Svantaggi, ma anche vantaggi di una modalità che comunque «allena a una diversa organizzazione del lavoro, spesso anche più efficiente», ha detto Cristina Tajani, consigliera esperta presso il ministero del Lavoro e delle politiche. «Con la fine della pandemia si era previsto una interruzione di questa modalità semplificata che, per il settore privato, è stata prorogata fino alla fine di giugno nell’attesa che la contrattazione collettiva definisca un quadro non soltanto a livello nazionale, ma anche di singole imprese, che disegni le modalità di lavoro agile più idonee alla singola organizzazione privata», ha specificato Tajani. «Nel settore pubblico, invece, la stipula dell’accordo individuale è stata anticipata e già oggi è obbligatoria, quindi molte delle pubbliche amministrazioni sono tenute a stipulare accordi individuali con i propri dipendenti in cui le modalità di prestazione agile vengono definite». In ogni caso, al di là della cornice normativa, il «confronto tra sindacati, rappresentanti dei lavoratori e responsabili dell’organizzazione aziendale è un esercizio utile che può migliorare la comprensione delle organizzazioni pubbliche e private e in molti casi anche le loro performance».
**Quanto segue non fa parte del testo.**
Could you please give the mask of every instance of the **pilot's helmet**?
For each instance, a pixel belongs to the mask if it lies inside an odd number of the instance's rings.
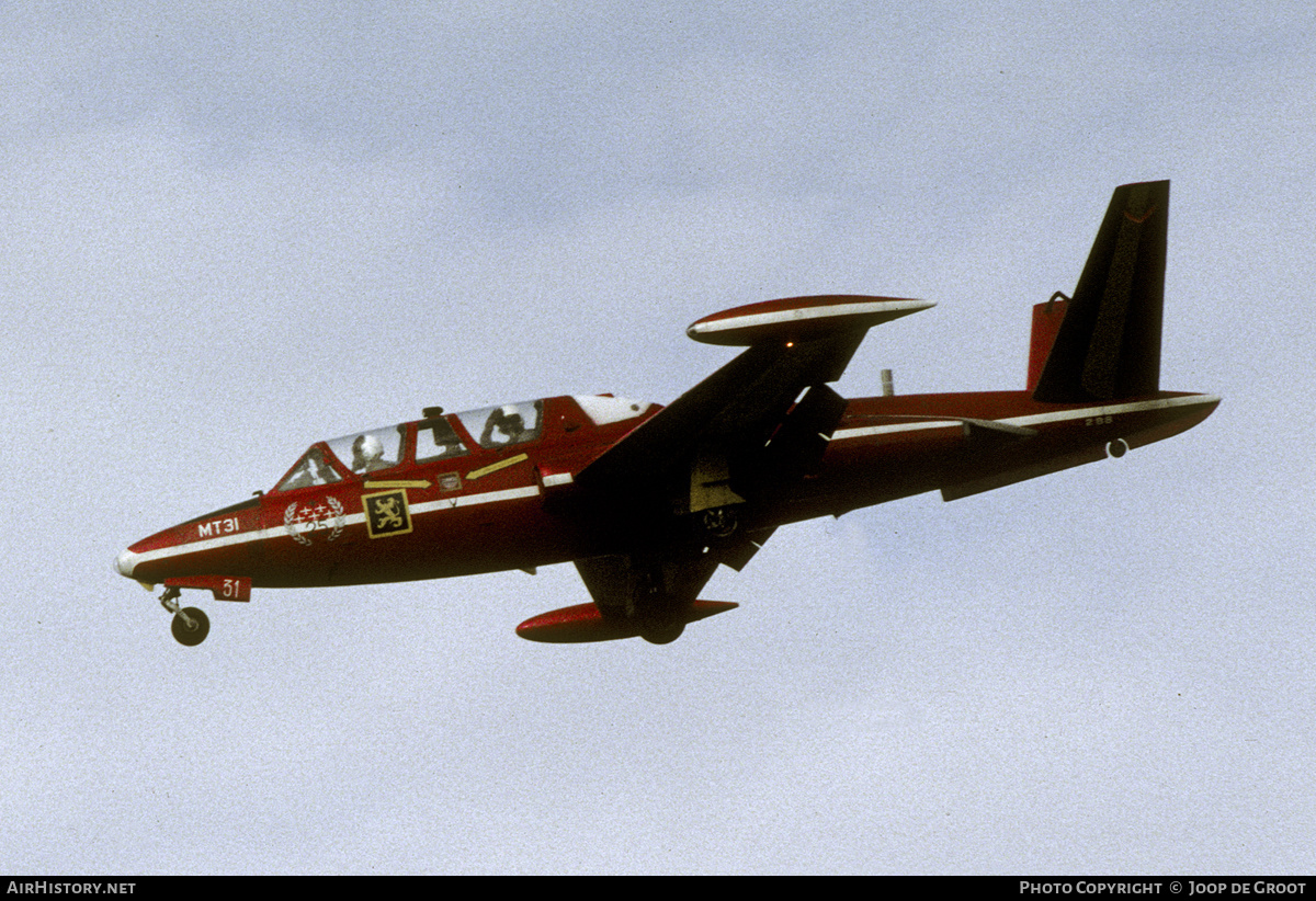
[[[357,435],[351,442],[351,466],[354,470],[374,463],[384,455],[384,443],[376,435]]]

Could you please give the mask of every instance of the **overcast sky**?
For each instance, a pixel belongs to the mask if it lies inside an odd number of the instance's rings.
[[[87,5],[0,13],[0,872],[1311,872],[1309,3]],[[849,396],[1021,388],[1162,178],[1209,420],[783,529],[674,645],[517,639],[562,566],[184,648],[111,568],[425,405],[667,402],[771,297],[937,301]]]

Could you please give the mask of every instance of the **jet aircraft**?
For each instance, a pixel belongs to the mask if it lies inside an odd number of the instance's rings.
[[[266,492],[122,551],[163,585],[174,637],[209,620],[183,589],[247,601],[571,562],[591,602],[526,620],[542,642],[666,643],[736,604],[699,600],[776,529],[928,491],[955,500],[1169,438],[1220,399],[1162,391],[1169,182],[1119,187],[1073,297],[1033,308],[1023,391],[841,397],[867,330],[933,304],[824,295],[687,329],[745,350],[667,406],[561,396],[320,441]]]

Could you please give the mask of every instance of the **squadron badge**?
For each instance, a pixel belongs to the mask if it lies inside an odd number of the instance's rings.
[[[309,547],[311,535],[316,531],[329,531],[329,541],[342,534],[342,502],[337,497],[325,497],[315,506],[311,504],[288,504],[283,512],[283,527],[292,541]]]
[[[378,495],[362,495],[366,508],[366,529],[371,538],[405,535],[411,531],[411,510],[407,508],[407,491],[382,491]]]

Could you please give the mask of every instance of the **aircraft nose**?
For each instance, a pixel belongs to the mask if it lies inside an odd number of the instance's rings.
[[[129,579],[133,577],[133,567],[137,563],[137,555],[132,551],[121,551],[118,556],[114,558],[114,572]]]

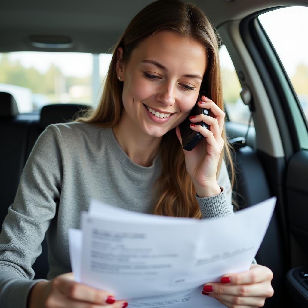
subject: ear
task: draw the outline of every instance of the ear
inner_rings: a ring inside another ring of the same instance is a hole
[[[123,61],[123,48],[119,47],[116,51],[117,60],[116,65],[117,76],[118,80],[121,81],[124,79],[124,62]],[[119,79],[119,77],[121,79]]]

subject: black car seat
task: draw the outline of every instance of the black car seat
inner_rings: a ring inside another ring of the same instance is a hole
[[[76,104],[55,104],[44,106],[39,120],[17,118],[18,108],[13,97],[0,92],[0,134],[2,141],[0,152],[0,187],[1,202],[0,226],[14,201],[25,164],[39,136],[50,124],[71,121],[90,106]],[[42,243],[42,252],[32,266],[34,279],[46,278],[48,270],[46,240]]]

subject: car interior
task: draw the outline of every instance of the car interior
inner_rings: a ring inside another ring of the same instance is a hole
[[[132,18],[151,2],[6,2],[0,11],[0,53],[110,52]],[[308,307],[308,125],[258,19],[268,12],[308,3],[305,0],[194,2],[210,19],[228,50],[240,83],[241,97],[253,120],[251,125],[249,120],[234,122],[226,107],[226,132],[234,149],[233,195],[239,210],[273,196],[278,198],[255,257],[258,264],[274,273],[274,294],[264,306]],[[290,56],[296,57],[296,51]],[[40,134],[49,124],[71,120],[91,107],[82,101],[53,102],[38,111],[21,113],[14,95],[4,91],[0,92],[0,102],[1,225]],[[33,265],[35,278],[46,278],[48,270],[45,241]]]

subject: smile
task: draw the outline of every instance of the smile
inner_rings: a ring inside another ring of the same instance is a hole
[[[171,114],[171,113],[160,113],[158,111],[156,111],[154,109],[152,109],[152,108],[150,108],[146,105],[145,105],[144,106],[145,106],[148,110],[150,112],[152,112],[153,114],[155,116],[157,117],[157,118],[167,118],[168,117],[170,116],[170,115]]]

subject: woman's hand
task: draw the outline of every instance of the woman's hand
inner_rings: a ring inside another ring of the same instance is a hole
[[[209,109],[212,116],[196,115],[197,116],[190,120],[192,124],[203,121],[209,124],[209,129],[201,125],[194,126],[191,124],[191,129],[200,132],[204,138],[192,151],[184,151],[187,172],[197,193],[199,197],[205,197],[217,194],[221,191],[217,184],[216,175],[219,157],[224,144],[221,133],[225,123],[225,113],[209,99],[204,96],[201,99],[202,101],[198,103],[199,106]],[[178,126],[176,132],[181,144]]]
[[[112,294],[74,281],[73,273],[60,275],[35,285],[29,295],[28,308],[124,308],[124,301],[116,301]]]
[[[252,264],[249,270],[224,275],[221,283],[206,284],[202,293],[229,308],[261,307],[265,299],[274,294],[271,284],[273,278],[269,268]]]

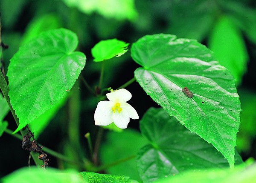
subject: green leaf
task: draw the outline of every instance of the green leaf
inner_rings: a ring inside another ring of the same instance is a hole
[[[0,137],[2,136],[5,130],[8,126],[8,123],[7,121],[0,121]]]
[[[83,177],[84,181],[88,183],[130,183],[128,179],[124,176],[100,174],[94,172],[83,172],[79,173]]]
[[[151,144],[142,148],[137,158],[145,182],[191,169],[228,167],[227,160],[212,145],[170,117],[162,108],[148,109],[140,121],[140,129]],[[238,155],[239,163],[241,160]]]
[[[35,167],[25,167],[19,169],[3,177],[3,183],[82,183],[81,177],[75,171],[61,171],[50,167],[44,171]]]
[[[35,135],[34,137],[35,139],[38,138],[58,111],[65,104],[68,98],[68,94],[64,95],[63,98],[52,108],[46,111],[44,113],[35,118],[29,123],[29,129],[34,133]]]
[[[7,76],[11,103],[19,119],[17,132],[52,108],[69,91],[85,64],[74,51],[76,34],[64,29],[41,33],[20,48]]]
[[[231,169],[212,169],[207,172],[188,172],[183,174],[160,179],[155,183],[187,183],[194,180],[197,183],[254,183],[256,180],[255,165]]]
[[[7,115],[10,108],[5,98],[0,94],[0,122],[3,121],[3,118]]]
[[[92,49],[92,55],[95,62],[101,62],[114,57],[119,57],[128,51],[129,43],[112,39],[102,40]]]
[[[43,31],[61,27],[61,21],[54,14],[47,14],[34,18],[29,24],[21,41],[23,45]]]
[[[230,71],[238,83],[241,83],[248,56],[241,34],[228,17],[222,17],[216,23],[209,46],[220,64]]]
[[[109,131],[105,139],[106,141],[102,144],[99,152],[102,164],[131,158],[130,160],[108,168],[105,170],[106,172],[128,176],[135,180],[140,179],[135,156],[139,149],[147,143],[147,140],[138,132],[130,129],[126,129],[122,133]],[[132,158],[133,155],[134,157]]]
[[[91,14],[96,11],[106,18],[134,20],[137,11],[134,0],[62,0],[68,6],[77,8],[81,12]]]
[[[239,93],[242,111],[236,143],[239,152],[248,154],[256,137],[256,93],[246,89],[240,89]]]
[[[164,34],[143,37],[131,52],[143,67],[134,75],[146,93],[212,143],[233,166],[240,103],[233,77],[213,52],[195,40]],[[182,92],[185,87],[193,94],[192,98]]]

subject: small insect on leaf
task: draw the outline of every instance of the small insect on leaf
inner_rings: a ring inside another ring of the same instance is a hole
[[[193,97],[193,93],[190,92],[189,89],[186,87],[185,87],[182,90],[181,90],[184,94],[189,98],[192,98]]]

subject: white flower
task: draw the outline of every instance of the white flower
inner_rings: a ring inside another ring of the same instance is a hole
[[[126,102],[131,98],[131,94],[127,90],[116,90],[106,95],[109,101],[98,103],[94,113],[96,125],[105,126],[114,122],[118,128],[123,129],[127,128],[130,117],[139,119],[134,108]]]

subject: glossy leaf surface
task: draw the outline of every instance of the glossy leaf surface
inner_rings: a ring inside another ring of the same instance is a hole
[[[195,40],[147,35],[134,43],[135,77],[146,93],[192,132],[234,163],[241,111],[230,72],[212,51]],[[193,94],[189,98],[182,89]]]
[[[74,51],[76,34],[64,29],[41,33],[20,48],[11,60],[9,94],[19,119],[18,130],[52,107],[69,91],[85,64]]]
[[[128,51],[129,43],[116,39],[102,40],[92,49],[95,62],[101,62],[114,57],[119,57]]]
[[[145,182],[191,169],[228,167],[226,158],[214,147],[162,108],[148,109],[140,121],[140,129],[150,142],[137,156],[138,170]],[[242,162],[239,155],[237,161]]]

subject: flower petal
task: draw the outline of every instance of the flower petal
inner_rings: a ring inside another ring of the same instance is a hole
[[[125,110],[122,110],[120,113],[113,113],[112,118],[116,126],[122,129],[127,128],[128,123],[130,122],[129,114]]]
[[[98,103],[94,113],[95,125],[106,126],[113,122],[111,104],[109,101],[101,101]]]
[[[133,119],[134,120],[139,119],[139,115],[138,115],[138,113],[137,113],[137,112],[135,109],[128,103],[126,102],[121,103],[121,107],[123,109],[125,110],[127,112],[128,112],[129,116],[131,119]]]
[[[106,94],[110,100],[115,102],[127,102],[131,98],[131,94],[126,89],[121,89]],[[116,101],[118,100],[118,101]]]

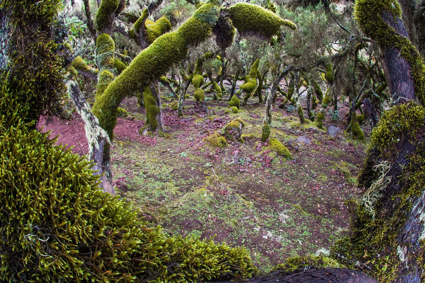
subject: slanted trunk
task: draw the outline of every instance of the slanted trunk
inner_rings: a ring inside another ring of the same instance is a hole
[[[99,186],[104,192],[115,194],[112,185],[112,173],[110,167],[110,142],[108,134],[99,125],[99,121],[91,112],[78,84],[73,81],[68,82],[70,96],[84,121],[85,134],[88,141],[90,160],[93,161],[93,169],[95,175],[100,177]]]
[[[214,281],[216,283],[230,283],[230,281]],[[250,278],[246,283],[272,282],[278,283],[378,283],[375,279],[358,270],[348,268],[311,269],[293,274],[282,274],[280,272],[255,278]]]

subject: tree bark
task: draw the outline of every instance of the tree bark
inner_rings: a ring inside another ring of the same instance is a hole
[[[110,167],[109,137],[105,130],[99,125],[97,118],[92,113],[90,106],[81,93],[78,84],[70,81],[68,86],[70,96],[84,121],[90,160],[94,162],[93,169],[96,171],[94,174],[99,175],[99,185],[104,192],[114,194],[115,190],[112,185]]]
[[[212,281],[215,283],[230,283],[229,281]],[[233,282],[233,281],[232,281]],[[367,274],[348,268],[316,269],[293,274],[283,274],[280,272],[262,277],[251,278],[246,283],[378,283]]]

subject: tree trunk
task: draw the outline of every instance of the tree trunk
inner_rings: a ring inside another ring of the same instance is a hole
[[[78,84],[70,81],[68,85],[70,96],[84,121],[90,160],[94,162],[93,169],[96,171],[94,174],[100,175],[99,185],[104,192],[114,194],[115,190],[112,185],[109,137],[105,130],[99,126],[97,118],[92,113]]]
[[[215,283],[230,283],[230,281],[212,281]],[[233,281],[232,281],[233,282]],[[272,282],[278,283],[378,283],[368,275],[358,270],[348,268],[316,269],[293,274],[280,272],[258,278],[250,278],[246,283]]]

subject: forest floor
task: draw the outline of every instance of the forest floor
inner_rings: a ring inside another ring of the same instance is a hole
[[[339,103],[341,120],[332,121],[326,113],[323,129],[309,121],[300,125],[290,107],[274,107],[270,138],[288,147],[293,159],[287,160],[271,158],[264,143],[260,146],[265,109],[257,98],[235,114],[225,114],[226,100],[208,101],[214,113],[210,118],[195,107],[191,95],[179,117],[167,106],[171,101],[166,100],[167,92],[163,95],[169,136],[139,135],[144,110],[135,98],[127,98],[121,107],[130,117],[118,119],[111,150],[119,194],[153,225],[171,234],[215,235],[215,241],[245,245],[256,265],[266,272],[288,257],[328,250],[349,232],[350,211],[361,197],[356,176],[367,144],[343,131],[347,102]],[[283,100],[278,98],[276,105]],[[228,141],[222,149],[204,144],[204,138],[238,117],[246,123],[244,142]],[[330,125],[341,129],[334,137],[326,133]],[[42,118],[39,126],[51,131],[52,137],[60,135],[58,143],[73,146],[74,152],[87,154],[84,124],[77,114],[47,124]],[[370,128],[362,128],[367,141]],[[308,142],[297,141],[300,137]]]

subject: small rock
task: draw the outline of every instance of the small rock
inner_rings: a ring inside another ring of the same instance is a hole
[[[326,130],[326,132],[330,136],[334,137],[341,130],[338,127],[330,126],[328,127],[328,129]]]
[[[297,140],[295,140],[297,143],[303,143],[306,144],[308,144],[312,142],[312,141],[307,138],[304,136],[301,136],[301,137],[298,137],[297,138]]]

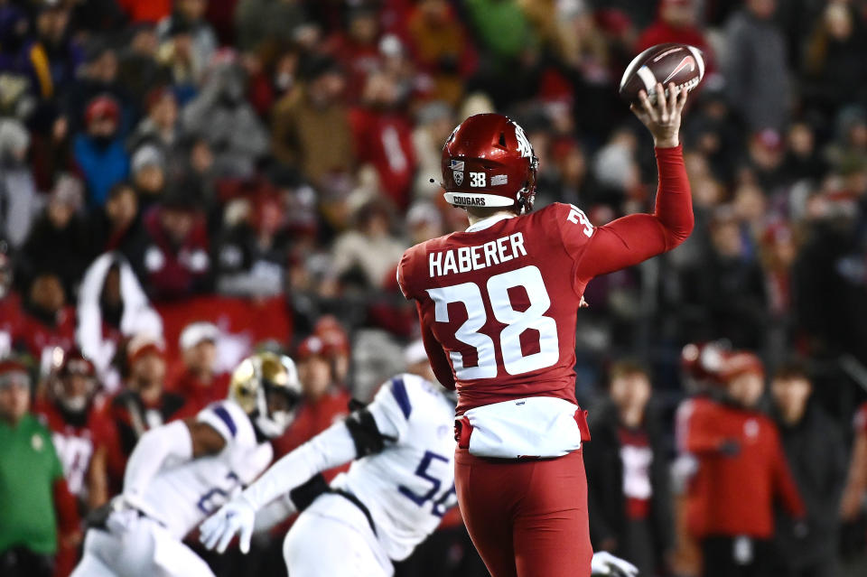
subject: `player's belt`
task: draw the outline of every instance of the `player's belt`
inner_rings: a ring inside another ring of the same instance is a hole
[[[343,490],[342,489],[335,489],[331,487],[329,489],[329,492],[334,493],[335,495],[340,495],[346,500],[352,503],[352,505],[355,505],[357,507],[359,507],[361,512],[364,513],[364,517],[368,519],[368,524],[370,526],[370,530],[373,531],[373,535],[377,535],[377,526],[373,523],[373,516],[370,515],[370,509],[368,509],[368,507],[361,502],[361,499],[352,493]]]

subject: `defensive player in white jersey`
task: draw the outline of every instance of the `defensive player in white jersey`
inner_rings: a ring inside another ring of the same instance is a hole
[[[130,456],[123,494],[92,520],[73,577],[211,577],[182,540],[273,457],[301,399],[294,363],[260,353],[232,375],[228,398],[157,427]]]
[[[395,377],[370,405],[284,456],[202,523],[201,541],[223,553],[239,534],[247,553],[254,531],[303,511],[284,543],[292,577],[390,577],[392,562],[408,557],[457,503],[455,404],[453,393],[421,377]],[[328,486],[321,472],[350,461]],[[636,571],[608,554],[594,558],[594,570]]]

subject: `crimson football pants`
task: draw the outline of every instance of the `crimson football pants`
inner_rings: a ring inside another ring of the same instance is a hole
[[[467,531],[493,577],[589,577],[593,551],[580,450],[512,461],[458,449],[454,477]]]

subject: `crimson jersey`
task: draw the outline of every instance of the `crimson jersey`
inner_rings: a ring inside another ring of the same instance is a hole
[[[592,278],[673,248],[693,227],[680,147],[657,149],[654,214],[593,227],[555,203],[497,216],[407,250],[397,268],[417,303],[438,380],[460,392],[458,413],[529,396],[574,403],[575,323]]]

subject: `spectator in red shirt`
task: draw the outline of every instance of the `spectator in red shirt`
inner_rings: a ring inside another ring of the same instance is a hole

E allora, dove si stanno dirigendo le organizzazioni? «I modelli ibridi sono all’ordine del giorno ed è la direzione che stanno intraprendendo le aziende, se non altro perché l’esigenza di autonomia sperimentata dalle persone durante la pandemia è rimasta», ha precisato Stefano Besana, EY wavespace Italy Leader e autore del volume “Future of Work”. Non va dimenticato però che questo «tipo di processi e di modalità di lavoro vanno accompagnati» per trovare un giusto bilanciamento tra rientro in presenza e depersonalizzazione, causata appunto dall’uso eccessivo del digitale. Di qui l’importanza dello scopo. «Una maggiore consapevolezza orientata a un “purpose” che mi orienta verso qualcosa che faccio perché ho una motivazione intrinseca è qualcosa dalla quale non possiamo prescindere».

Un tema, quello degli obiettivi, che rimanda a un altro aspetto fondamentale: la learning organization. Secondo Besana, infatti, «la vera sfida è cambiare la metafora organizzativa e considerare le organizzazioni, per dirla con le parole del ceo di Haier, “foreste pluviali”», organismi viventi in grado di imparare, modificarsi e adattarsi. Del resto, ha fatto eco il professor Riva, «un’organizzazione non è la somma delle sue parti». Ecco perché accanto allo scopo è anche richiesto un «common ground», una visione comune, accompagnata dalla capacità di ciascuno di allargare i propri confini, di andare incontro all’altro.

A completare il quadro sono le competenze individuali. Da questo punto di vista, ha rimarcato Tajani, «il Pnrr rappresenta un’opportunità straordinaria perché, oltre a investire in infrastrutture, contiene una importante scommessa sul tema della formazione». Infatti, nella missione 5 sono state individuate le risorse necessarie, circa 5 miliardi di euro, per potenziare quelle «famose politiche attive per il lavoro», da sempre un tema critico per il nostro Paese in confronto ad altri contesti europei. Il nuovo piano che si chiama GOL - acronimo di “Garanzia di Occupabilità dei Lavoratori” - scommette molto sulla formazione, e non solo di tipo tradizionale. «Stiamo vivendo un momento di grande trasformazione che richiede un investimento significativo sulle competenze formali e su quelle informali» necessarie per far fronte alla «duplice transizione», digitale ed ecologica.